22 junho, 2018

Papa: Igrejas Orientais católicas testemunhas vivas das origens apostólicas

 
 Papa Francisco Reunião ROACO  (Vatican Media)
 
Francisco: “Com a ajuda da ROACO os filhos mais distantes no Médio Oriente podem ser ouvidos, amados e acompanhados como Igreja do Ressuscitado, no meio dos desafios e sofrimentos espirituais e materiais”.
 
Cidade do Vaticano: 22.6.2018
 
Na sua série de atividades, o Santo Padre recebeu em audiência, na Sala do Consistório, no Vaticano, na manhã desta sexta-feira (22/6), cerca de 100 participantes da 91ª Assembleia Plenária da ROACO, - Reunião das Obras de Ajuda às Igrejas Orientais – que, este ano, comemora o bseu 50° aniversário de fundação.
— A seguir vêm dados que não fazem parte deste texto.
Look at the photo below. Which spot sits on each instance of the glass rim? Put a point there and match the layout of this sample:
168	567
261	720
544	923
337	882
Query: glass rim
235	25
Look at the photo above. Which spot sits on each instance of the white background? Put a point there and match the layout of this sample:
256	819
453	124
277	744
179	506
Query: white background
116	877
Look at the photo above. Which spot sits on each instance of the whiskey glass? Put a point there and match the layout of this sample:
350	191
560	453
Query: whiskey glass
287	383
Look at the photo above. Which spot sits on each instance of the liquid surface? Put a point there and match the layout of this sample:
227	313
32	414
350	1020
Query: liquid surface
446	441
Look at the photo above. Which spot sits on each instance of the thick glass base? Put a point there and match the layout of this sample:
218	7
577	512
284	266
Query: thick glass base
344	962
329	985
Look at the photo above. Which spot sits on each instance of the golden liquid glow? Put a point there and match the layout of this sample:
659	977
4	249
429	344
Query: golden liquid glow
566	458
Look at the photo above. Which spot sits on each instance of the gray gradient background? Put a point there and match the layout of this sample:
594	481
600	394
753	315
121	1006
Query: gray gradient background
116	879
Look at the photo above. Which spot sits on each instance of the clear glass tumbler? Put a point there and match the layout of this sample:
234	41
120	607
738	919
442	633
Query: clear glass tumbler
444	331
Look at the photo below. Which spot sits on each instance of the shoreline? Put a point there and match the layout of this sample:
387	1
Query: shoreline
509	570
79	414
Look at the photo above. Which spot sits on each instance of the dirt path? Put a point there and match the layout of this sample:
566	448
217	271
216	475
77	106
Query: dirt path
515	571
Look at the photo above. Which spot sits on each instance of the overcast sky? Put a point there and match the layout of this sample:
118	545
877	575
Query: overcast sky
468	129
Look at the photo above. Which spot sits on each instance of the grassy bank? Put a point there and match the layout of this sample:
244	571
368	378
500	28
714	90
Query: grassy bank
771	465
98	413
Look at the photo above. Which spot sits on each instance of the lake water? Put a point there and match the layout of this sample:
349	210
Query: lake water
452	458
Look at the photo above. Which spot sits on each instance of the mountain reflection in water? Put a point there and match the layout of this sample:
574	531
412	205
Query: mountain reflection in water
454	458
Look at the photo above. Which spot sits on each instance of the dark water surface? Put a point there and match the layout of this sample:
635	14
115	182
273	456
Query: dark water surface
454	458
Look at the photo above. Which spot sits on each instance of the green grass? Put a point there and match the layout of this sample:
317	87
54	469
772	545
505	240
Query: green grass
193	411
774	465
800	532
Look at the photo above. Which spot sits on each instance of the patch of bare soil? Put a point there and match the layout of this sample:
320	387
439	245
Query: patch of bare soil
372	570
O Papa no seu discurso, que foi entregue, enviou a sua grata saudação aos Representantes Pontifícios nos Países médio-orientais, que, diariamente, acompanham o caminho esperançoso das populações cristãs e de outras tradições religiosas em terras, infelizmente, marcadas por conflitos e sofrimentos. E Francisco acrescentou:

Depois do centenário de atividades da ROACO, que acaba de se encerrar, este organismo vive o seu ano jubilar. Por isso, convido-vos a recordar, com gratidão, o tempo transcorrido e todos os que contribuíram para a sua ação caritativa. Graças à generosidade de muitos fiéis do mundo, com projetos e apoio material, permitiram às Igrejas Orientais católicas desenvolverem-se e darem testemunho evangélico”.
 
Trata-se, disse Francisco, de um testemunho duramente provado, entre sofrimentos e perseguições, antes, por regimes totalitários e, depois, por formas de fundamentalismo e fanatismo, com pretexto religioso, e por intermináveis conflitos e migrações forçadas no Médio Oriente:

Tudo isto é expressão do rosto sofredor da Igreja de Cristo, que anuncia o Evangelho, com palavras e obras, tornando presente a caridade divina entre os homens. Neste sentido, o ano da graça do Senhor  tem sempre uma dimensão de libertação interior, do coração do homem oprimido pelo pecado, e exterior, na vida nova dos redimidos”.
 
As Igrejas Orientais católicas, explicou o Papa, são testemunhas vivas das origens apostólicas; elas são chamadas, de modo especial, a manter e difundir a centelha do fogo pentecostal e a redescobrir a sua presença profética, nos lugares por onde peregrinam. Começando por Jerusalém, onde a presença dos cristãos, como pequeno rebanho, obtém a força do Espírito para a sua missão de dar testemunho de Jesus Cristo. E o Papa acrescentou:

Possa, dos Lugares Santos, - onde o desígnio de Deus se realizou com o mistério da Encarnação, Morte e Ressurreição de Cristo – brotar um renovado espírito de fortaleza, para animar os cristãos da Terra Santa e do Médio Oriente  a compreender a sua vocação peculiar e testemunhar a sua fé e esperança”.
 
O Santo Padre concluiu o seu pronunciamento aos membros da ROACO exortando os filhos e filhas das Igrejas Orientais católicas a manter o seu dom profético e de anúncio do Evangelho de Jesus também em contextos, cada vez mais secularizados, do nosso Ocidente, onde chegam incontáveis migrantes e refugiados. Por fim, o Papa disse:

Graças às atividades da ROACO, através dos seus gestos de solidariedade e caridade para ajudar as Igrejas Orientais, o Sucessor de Pedro pode continuar a sua missão de buscar percursos para a unidade visível de todos os cristãos”. Com a sua ajuda, os filhos mais distantes podem ser ouvidos, amados e acompanhados como Igreja do Ressuscitado, no meio dos desafios e sofrimentos espirituais e materiais, no Médio Oriente e na Europa Oriental”.